Beyond Lori, other magic-based characters frequent Superman’s world time and again. The fifth-dimensional imp Mr. Mxyzptlk is one of Kal-El’s oldest and strongest adversaries, a trickster who can only be defeated by being tricked in turn to say his name backwards. Supes regularly fights the Silver Banshee, victim of an Irish curse. As a member of the Legion of Super-Heroes, Superboy served alongside the magical Princess Projectra of Orando and battled the wizard Mordru. The oddball comics of the postwar, early code era dabbled in many other genres as well, including fantasy stories that saw Superman face off against mythical heroes Hercules and Samson, or joining King Arthur’s Knights of the Round Table.
The fantasy aspects are even more pronounced in Supergirl’s stories. She interacted with most of the same magical characters as her cousin, including Mxyzptlk and Mordru. But she had her own strange adventures, most famously involving her flying horse Comet, who changed into a human via a spell from the witch Circe and who dated Supergirl for some time. Supergirl counts among her rogues gallery the sorcerer Zond, the sorceress Nightflame, and more recently, Legion baddie the Emerald Empress, whose Emerald Eye of Ekron has magical properties.
Dunaway’s Selena may have been invented for the movie, but she’s very much in line with these eerie antagonists. Supergirl writer David Odell and director Jeannot Szwarc follow the tone and world established by Silver Age DC Comics.

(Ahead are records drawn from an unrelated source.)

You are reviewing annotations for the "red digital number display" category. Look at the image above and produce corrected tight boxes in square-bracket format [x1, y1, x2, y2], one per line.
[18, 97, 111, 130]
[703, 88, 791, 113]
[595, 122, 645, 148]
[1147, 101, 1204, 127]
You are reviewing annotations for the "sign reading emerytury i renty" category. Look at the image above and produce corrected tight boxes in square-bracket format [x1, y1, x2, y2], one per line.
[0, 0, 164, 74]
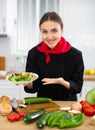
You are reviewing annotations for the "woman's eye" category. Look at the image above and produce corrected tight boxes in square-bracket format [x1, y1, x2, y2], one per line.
[42, 31, 47, 34]
[52, 29, 57, 33]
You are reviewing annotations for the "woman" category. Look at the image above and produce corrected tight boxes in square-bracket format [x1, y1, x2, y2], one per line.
[24, 12, 84, 101]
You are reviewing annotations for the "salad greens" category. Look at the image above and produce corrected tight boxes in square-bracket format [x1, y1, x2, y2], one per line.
[8, 72, 37, 83]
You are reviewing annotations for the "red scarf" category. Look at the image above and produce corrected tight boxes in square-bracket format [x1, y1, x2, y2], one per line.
[37, 37, 71, 64]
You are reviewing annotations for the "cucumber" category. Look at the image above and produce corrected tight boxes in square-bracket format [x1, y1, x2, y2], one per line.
[23, 97, 52, 104]
[36, 110, 55, 128]
[23, 109, 45, 124]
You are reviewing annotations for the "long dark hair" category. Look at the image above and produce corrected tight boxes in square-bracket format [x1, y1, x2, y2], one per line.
[39, 12, 63, 29]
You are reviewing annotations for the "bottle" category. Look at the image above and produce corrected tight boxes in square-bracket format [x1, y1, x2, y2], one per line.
[15, 56, 21, 73]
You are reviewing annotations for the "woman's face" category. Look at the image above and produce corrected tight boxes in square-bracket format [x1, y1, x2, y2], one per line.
[40, 21, 63, 49]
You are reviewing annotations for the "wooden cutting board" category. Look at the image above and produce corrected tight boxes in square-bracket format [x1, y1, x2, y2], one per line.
[20, 102, 60, 113]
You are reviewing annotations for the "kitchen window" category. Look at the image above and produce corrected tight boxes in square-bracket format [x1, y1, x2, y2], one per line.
[12, 0, 60, 55]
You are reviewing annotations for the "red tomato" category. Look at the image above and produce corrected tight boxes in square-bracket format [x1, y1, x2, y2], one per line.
[19, 111, 25, 118]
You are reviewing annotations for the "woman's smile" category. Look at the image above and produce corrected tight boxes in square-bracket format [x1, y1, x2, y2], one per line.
[40, 21, 63, 49]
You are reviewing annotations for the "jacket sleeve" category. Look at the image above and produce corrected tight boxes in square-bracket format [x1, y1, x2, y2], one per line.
[69, 53, 84, 94]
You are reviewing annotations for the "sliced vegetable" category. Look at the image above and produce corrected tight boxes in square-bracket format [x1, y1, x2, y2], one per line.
[18, 104, 26, 108]
[49, 112, 73, 128]
[24, 109, 45, 123]
[58, 113, 84, 129]
[23, 97, 52, 104]
[86, 88, 95, 105]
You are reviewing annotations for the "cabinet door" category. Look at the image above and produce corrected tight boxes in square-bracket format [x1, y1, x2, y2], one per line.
[0, 0, 6, 35]
[0, 0, 17, 36]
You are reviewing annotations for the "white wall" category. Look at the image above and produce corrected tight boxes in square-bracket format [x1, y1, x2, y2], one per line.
[0, 0, 95, 68]
[60, 0, 95, 68]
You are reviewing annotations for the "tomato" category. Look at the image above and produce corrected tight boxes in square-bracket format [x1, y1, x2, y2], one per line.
[19, 111, 25, 118]
[92, 104, 95, 109]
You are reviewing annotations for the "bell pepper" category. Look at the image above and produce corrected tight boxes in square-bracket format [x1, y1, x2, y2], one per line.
[80, 101, 95, 116]
[92, 104, 95, 109]
[49, 112, 73, 128]
[58, 113, 84, 129]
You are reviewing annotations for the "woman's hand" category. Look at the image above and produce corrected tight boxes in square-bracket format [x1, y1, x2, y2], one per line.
[23, 82, 33, 88]
[41, 77, 70, 89]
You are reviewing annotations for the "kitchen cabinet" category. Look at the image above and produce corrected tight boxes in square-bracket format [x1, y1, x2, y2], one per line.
[0, 0, 17, 37]
[0, 0, 6, 35]
[0, 79, 36, 99]
[78, 80, 95, 101]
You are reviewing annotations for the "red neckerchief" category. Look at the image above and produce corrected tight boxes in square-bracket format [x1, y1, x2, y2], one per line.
[37, 37, 71, 63]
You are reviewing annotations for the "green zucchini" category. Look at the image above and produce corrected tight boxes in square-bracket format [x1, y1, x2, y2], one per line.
[24, 109, 45, 124]
[23, 97, 52, 104]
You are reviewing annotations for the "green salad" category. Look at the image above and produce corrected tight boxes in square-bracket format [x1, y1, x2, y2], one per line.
[8, 72, 37, 83]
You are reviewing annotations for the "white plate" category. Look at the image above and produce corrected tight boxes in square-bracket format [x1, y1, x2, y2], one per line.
[6, 72, 38, 85]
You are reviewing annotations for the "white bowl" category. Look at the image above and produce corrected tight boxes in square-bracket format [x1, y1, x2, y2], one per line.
[0, 70, 7, 76]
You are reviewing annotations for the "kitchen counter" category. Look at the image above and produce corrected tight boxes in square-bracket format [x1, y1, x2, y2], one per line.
[0, 72, 95, 81]
[0, 101, 95, 130]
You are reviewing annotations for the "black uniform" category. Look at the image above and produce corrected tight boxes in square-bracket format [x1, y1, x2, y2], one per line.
[24, 46, 84, 101]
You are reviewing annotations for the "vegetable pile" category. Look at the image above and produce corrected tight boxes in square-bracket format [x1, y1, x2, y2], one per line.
[8, 72, 37, 82]
[80, 100, 95, 116]
[24, 109, 84, 129]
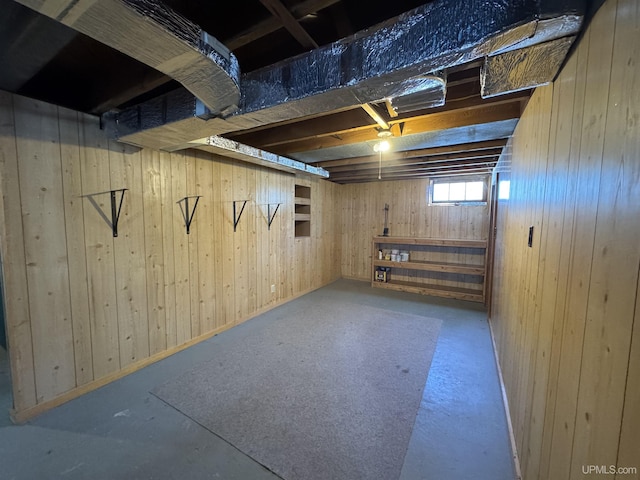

The Argo City of the film may look like the science-focused Krypton of Richard Donner’s movies, but it counts among its citizens the wizard Zoltar (Peter O’Toole), who holds a powerful MacGuffin called the Omegahedron. When Kara arrives on Earth and masquerades as human girl Linda Lee, Selena and the sniping warlock Nigel (Peter Cook) use their powers not just to find the Omegahedron but also to mess with Kara’s romance with groundskeeper Ethan (Hart Bochner, playing a very different type of white knight than he did in Die Hard).
The mixed-up identities, goofy romance, and earnest emotional outbursts in Supergirl fit right alongside the stories of the era, stories that formed the bedrock of the character. Even though several different versions of Supergirl have appeared since the original version died in 1985’s Crisis on Infinite Earths #7—including a blob of shapeshifting goo, a fallen angel bonding with a teen girl, and a midriff-baring escapee from Darkseid—both the comics and adaptations keep coming back to the original version that debuted in 1959, the one who had all the magical fantasy adventures.
In fact, the next Supergirl movie will likely continue this fantasy turn. Written by Tom King and illustrated by Bilquis Evely, the 2021-2022 comic book series Supergirl: Woman of Tomorrow certainly has its sci-fi elements, as Kara and Superman’s dog Krypto go across an alien planet, and even some aspects of a True Grit–style Western, as it is narrated by a young girl who wants revenge against the man who killed her father.
But Evely presents the story as high-fantasy, as announced by the cover of the first issue, which shows Kara raising a sword into the sky. The series imagines Supergirl as a type of wandering warrior or a knight of old who walks into a situation and helps the defenseless, pledging her allegiance to a quest. She even reunites with Comet, albeit back in horse form.